To her Eyes

by Edward, Lord Herbert of Chirbury


        BLACK eyes if you seem dark,
    It is because your beams are deep,
        And with your soul united keep :
                Who could discern
    Enough into them, there might learn,
        Whence they derive that mark ;
            And how their power is such,
That all the wonders which proceed from thence,
        Affecting more the mind than sense,
                Are not so much
            The works of light, as influence.

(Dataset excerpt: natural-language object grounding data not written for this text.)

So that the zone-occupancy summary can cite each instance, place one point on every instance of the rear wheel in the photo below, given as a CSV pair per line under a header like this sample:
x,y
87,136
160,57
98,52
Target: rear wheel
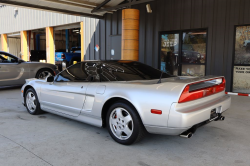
x,y
42,74
124,124
31,102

        As you then joined are
    Unto the Soul, so it again
        By its connexion doth pertain
                To that first cause,
    Who giving all their proper Laws,
        By you doth best declare
            How he at first being hid
Within the veil of an eternal night,
            Did frame for us a second light,
                And after bid
            It serve for ordinary sight.

        His image then you are.
    If there be any yet who doubt
        What power it is that doth look out
                Through that your black,
    He will not an example lack,
        If he suppose that there
            Were grey, or hazel Glass,
And that through them, though sight or soul might shine,
            He must yet at the last define,
                That beams which pass
            Through black, cannot be but divine.




Source:
The Oxford Book of Seventeenth Century Verse.
H. J. C. Grierson and G. Bullough, eds.
Oxford: Clarendon Press, 1934. 229-230.